Aline Vidotto, "The Wind of a Star"

Aline Vidotto is currently an Assistant Professor in Astrophysics at Trinity College Dublin. The research her group in Trinity College Dublin focuses on is The Wind of a Star. ‘Things get a lot more exciting (and a bit more complex) when we realise that these particles are actually tied to magnetic field lines, whose footprints start at the surface of the star’, says Aline.  So, whenever the wind of a star interacts with an exoplanet, it is not just particles that participate in this interaction, but also the stellar magnetic field that is dragged along.

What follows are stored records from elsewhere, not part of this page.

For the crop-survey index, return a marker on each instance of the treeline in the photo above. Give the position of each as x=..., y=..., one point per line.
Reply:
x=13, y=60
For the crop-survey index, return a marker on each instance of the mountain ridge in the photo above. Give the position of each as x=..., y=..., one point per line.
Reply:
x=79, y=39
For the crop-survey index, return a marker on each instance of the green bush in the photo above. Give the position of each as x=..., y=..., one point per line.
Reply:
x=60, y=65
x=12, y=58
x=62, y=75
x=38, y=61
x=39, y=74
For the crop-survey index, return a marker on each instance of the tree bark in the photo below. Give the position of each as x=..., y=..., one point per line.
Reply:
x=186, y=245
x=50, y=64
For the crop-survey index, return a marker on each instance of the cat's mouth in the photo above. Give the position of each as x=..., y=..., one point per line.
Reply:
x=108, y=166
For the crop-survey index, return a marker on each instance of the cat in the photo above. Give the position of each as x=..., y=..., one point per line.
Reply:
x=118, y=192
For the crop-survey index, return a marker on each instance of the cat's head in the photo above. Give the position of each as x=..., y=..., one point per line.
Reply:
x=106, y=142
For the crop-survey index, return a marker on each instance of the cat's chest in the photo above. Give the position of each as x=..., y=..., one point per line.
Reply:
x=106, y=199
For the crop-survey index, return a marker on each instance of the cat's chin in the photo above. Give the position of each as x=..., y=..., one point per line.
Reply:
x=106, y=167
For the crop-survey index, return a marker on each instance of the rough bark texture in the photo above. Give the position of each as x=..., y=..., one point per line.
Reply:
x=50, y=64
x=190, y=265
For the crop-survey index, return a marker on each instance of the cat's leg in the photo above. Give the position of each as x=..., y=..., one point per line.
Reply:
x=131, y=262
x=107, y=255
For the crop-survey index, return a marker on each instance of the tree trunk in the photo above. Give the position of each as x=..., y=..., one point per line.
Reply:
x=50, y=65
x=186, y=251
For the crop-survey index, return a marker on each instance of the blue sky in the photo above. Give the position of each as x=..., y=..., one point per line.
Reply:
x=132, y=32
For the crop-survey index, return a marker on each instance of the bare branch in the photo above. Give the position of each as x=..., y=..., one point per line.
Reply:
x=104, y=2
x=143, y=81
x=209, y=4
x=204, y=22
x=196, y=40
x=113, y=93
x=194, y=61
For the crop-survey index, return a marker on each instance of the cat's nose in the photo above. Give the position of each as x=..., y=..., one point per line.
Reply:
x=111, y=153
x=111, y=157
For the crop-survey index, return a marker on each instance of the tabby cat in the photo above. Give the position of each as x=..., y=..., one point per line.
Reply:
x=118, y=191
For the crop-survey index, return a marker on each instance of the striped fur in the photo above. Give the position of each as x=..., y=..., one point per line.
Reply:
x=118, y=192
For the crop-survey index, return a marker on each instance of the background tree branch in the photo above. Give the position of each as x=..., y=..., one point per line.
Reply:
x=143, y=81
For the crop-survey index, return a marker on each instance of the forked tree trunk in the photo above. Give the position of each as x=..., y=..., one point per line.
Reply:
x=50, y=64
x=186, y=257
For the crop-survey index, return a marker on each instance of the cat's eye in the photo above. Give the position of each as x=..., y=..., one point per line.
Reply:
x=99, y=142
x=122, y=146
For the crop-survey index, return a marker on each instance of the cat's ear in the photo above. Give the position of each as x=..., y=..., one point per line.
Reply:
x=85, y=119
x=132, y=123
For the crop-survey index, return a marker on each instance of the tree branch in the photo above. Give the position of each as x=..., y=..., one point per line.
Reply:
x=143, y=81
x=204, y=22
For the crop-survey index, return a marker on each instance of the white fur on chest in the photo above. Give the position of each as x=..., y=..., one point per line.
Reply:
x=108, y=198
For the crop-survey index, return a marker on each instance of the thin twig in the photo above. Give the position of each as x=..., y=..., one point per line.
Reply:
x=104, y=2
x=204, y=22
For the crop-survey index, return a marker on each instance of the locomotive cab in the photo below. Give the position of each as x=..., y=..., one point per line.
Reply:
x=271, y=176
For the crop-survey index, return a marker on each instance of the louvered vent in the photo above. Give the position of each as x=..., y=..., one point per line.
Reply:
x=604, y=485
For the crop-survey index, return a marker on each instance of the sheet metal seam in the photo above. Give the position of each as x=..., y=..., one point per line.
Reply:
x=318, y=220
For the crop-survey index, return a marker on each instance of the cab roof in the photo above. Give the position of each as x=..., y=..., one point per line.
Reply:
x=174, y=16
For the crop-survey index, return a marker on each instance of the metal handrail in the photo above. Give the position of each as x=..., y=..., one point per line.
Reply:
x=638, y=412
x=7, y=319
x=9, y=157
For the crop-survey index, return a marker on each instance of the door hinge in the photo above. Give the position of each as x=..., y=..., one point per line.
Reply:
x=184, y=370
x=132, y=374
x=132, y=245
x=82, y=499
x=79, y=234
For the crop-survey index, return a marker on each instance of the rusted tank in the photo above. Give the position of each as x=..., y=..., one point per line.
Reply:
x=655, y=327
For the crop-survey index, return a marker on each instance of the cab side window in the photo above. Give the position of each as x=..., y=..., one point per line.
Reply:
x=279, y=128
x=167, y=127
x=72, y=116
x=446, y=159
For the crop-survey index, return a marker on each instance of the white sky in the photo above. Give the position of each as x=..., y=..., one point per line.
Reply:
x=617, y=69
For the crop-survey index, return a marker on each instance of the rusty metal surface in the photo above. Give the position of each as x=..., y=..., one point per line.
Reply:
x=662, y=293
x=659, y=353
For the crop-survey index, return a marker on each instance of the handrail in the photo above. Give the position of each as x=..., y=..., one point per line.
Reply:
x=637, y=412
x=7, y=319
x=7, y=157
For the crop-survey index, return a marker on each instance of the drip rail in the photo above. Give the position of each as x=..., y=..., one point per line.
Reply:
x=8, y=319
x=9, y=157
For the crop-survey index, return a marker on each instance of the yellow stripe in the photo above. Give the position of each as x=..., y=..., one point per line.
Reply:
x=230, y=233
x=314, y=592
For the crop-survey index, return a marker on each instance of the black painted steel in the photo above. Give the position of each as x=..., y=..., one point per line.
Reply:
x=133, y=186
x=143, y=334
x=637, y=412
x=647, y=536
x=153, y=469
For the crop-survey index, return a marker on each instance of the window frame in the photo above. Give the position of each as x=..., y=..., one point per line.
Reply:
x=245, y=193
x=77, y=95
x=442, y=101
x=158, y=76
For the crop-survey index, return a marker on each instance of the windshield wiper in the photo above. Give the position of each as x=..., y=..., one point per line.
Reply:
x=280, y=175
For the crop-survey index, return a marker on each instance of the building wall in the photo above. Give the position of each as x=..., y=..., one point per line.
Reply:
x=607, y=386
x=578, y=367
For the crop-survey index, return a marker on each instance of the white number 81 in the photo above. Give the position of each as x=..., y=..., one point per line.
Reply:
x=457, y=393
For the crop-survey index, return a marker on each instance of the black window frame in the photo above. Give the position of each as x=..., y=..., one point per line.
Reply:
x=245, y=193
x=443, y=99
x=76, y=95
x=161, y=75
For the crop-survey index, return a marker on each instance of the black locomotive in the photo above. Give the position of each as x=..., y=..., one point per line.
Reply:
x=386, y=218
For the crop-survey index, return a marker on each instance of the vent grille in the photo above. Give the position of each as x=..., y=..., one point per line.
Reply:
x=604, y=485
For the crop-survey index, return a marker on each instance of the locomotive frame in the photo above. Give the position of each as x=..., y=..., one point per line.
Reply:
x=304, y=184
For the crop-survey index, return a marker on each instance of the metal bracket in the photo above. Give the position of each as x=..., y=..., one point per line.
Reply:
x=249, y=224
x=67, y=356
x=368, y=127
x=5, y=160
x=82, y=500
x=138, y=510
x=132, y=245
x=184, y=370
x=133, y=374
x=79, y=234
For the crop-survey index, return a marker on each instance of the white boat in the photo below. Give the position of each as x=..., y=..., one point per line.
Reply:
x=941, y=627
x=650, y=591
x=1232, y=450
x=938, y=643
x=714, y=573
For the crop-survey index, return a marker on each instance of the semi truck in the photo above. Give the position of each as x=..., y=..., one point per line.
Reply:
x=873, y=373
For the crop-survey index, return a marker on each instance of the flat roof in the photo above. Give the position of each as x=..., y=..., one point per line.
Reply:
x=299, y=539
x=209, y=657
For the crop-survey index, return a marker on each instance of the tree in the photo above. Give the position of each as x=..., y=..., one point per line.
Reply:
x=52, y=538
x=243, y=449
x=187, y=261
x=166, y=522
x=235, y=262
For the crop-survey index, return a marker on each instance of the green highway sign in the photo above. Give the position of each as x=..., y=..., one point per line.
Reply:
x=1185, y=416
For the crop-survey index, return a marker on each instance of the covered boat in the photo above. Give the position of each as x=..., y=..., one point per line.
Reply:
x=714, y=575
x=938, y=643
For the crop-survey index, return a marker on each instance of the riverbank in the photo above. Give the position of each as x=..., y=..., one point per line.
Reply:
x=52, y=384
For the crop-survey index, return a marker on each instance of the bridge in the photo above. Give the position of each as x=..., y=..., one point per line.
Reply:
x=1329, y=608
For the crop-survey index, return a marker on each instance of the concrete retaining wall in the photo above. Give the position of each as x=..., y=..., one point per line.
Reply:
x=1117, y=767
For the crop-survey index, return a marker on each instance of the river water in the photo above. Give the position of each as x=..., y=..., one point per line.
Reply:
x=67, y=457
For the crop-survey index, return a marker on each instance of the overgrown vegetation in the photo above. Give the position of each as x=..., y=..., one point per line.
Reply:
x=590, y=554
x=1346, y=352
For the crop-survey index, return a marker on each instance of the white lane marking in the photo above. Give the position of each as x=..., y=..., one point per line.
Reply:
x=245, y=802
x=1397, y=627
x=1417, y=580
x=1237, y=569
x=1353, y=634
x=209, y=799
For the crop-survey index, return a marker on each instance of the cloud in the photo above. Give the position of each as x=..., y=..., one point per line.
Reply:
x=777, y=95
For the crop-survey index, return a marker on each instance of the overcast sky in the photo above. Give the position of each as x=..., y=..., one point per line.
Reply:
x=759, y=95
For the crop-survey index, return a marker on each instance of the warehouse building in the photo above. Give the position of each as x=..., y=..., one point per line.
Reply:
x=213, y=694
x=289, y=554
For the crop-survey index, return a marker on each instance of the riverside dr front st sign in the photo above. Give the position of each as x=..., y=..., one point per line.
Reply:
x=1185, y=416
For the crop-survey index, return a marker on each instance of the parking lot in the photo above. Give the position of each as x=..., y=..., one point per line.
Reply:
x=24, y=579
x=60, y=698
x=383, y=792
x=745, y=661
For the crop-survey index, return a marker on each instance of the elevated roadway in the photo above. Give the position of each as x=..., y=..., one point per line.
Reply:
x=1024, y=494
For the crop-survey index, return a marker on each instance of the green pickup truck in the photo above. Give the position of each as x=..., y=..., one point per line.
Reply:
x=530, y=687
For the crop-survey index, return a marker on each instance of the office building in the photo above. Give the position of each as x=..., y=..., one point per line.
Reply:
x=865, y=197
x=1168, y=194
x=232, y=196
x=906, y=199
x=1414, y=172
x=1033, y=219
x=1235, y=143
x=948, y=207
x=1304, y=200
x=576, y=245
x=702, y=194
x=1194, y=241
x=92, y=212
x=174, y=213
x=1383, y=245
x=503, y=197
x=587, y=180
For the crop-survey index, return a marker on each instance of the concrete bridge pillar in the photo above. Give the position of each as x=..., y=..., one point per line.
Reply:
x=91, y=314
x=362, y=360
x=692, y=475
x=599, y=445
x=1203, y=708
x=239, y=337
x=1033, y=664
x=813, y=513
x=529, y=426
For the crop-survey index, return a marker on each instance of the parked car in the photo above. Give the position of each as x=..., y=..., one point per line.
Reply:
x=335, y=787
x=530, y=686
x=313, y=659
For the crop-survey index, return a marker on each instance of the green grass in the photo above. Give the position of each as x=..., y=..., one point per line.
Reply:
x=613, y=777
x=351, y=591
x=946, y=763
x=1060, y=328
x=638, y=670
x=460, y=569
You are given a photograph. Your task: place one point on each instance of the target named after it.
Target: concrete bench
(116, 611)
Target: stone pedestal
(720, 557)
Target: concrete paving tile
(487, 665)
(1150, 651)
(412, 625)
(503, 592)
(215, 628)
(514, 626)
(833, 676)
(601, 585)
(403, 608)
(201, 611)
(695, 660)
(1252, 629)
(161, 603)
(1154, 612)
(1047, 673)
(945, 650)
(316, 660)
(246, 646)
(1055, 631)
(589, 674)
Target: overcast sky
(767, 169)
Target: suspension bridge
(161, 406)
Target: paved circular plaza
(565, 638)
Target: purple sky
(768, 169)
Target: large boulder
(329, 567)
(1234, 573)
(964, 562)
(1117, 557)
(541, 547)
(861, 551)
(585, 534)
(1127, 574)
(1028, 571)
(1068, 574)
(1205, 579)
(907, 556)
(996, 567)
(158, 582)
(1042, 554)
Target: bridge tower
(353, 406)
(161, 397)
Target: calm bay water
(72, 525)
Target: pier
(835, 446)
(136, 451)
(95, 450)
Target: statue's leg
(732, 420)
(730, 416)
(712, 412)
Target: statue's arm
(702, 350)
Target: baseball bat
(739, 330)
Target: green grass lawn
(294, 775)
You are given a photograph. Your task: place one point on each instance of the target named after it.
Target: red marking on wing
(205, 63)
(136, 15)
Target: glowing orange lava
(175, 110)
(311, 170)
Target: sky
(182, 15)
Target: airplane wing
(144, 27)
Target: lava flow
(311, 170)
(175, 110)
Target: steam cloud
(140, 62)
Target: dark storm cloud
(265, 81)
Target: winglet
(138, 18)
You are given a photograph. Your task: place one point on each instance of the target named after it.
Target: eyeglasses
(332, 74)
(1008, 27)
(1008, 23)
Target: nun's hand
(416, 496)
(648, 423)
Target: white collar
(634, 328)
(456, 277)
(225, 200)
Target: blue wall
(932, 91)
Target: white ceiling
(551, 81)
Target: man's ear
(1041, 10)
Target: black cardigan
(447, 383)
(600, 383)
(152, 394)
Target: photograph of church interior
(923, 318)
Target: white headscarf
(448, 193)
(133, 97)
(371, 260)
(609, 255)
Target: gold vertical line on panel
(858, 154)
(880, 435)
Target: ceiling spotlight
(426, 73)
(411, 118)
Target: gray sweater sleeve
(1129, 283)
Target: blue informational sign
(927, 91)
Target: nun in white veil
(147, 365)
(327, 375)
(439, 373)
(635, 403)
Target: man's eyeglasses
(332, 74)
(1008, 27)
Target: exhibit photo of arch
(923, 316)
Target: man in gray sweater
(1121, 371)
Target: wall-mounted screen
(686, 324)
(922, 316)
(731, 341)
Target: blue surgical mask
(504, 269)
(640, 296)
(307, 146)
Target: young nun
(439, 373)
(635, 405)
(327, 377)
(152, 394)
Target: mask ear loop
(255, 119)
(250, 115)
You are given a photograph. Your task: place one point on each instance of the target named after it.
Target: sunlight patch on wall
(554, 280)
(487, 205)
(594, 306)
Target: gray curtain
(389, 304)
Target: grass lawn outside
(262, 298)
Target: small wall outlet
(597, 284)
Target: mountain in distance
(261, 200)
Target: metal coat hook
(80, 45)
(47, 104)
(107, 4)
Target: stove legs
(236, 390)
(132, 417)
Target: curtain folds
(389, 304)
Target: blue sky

The ERC recently awarded Aline a Consolidator Grant to push her research to a topic that still has a lot to be explored. “Exoplanetary winds” or “atmospheric escape”, both shares a similar concept to that of stellar winds, but deals with particles the ASTROFLOW, as the project has been named, it aims to advance the physical understanding of exoplanetary mass loss, by quantifying the influence of stellar outflows on atmospheric escape of close-in exoplanets. Escape plays a key role in planetary evolution, population, and potential to develop life.  
 

Although Aline has participated in many observational projects, her own research is theoretical. She uses numerical simulations to study winds of stars and their interactions with exoplanets. These simulations are three-dimensional and solve the magneto-hydrodynamic equations that describe these stellar and exoplanetary outflows. Thus her research work relies heavily on HPC.

With ICHEC, Aline and her team are investigating how the properties of the solar wind has changed with time. They want to understand how the environment around the “baby Earth” was, so that we can have some clues on how the Earth itself evolved.

Other work Aline would like to highlight was that of her PhD student Robert Kavanagh, where he and the team have calculated radio emission from the hot Jupiter HD189733b, a Jupiter-size exoplanet that orbits super close to their star. These radio emissions are very tricky to observe, so calculations like Aline and her team are important to help guide observers to the best systems to which they can point their radio telescopes. Radio telescopes, like LOFAR (which has one station in Birr) have currently the best prospects to detect such emissions.  

Although Aline does her best to simulate star-exoplanet systems interactions, she still has to make aprpoximations to reduce the computational costs of our simulations. With technology advancing, bigger and faster HPCs will be available to the scientific community. In the near future, Aline and her team will be able to drop some of their approximations and be able to better understand some of the physical interactions happening in these systems.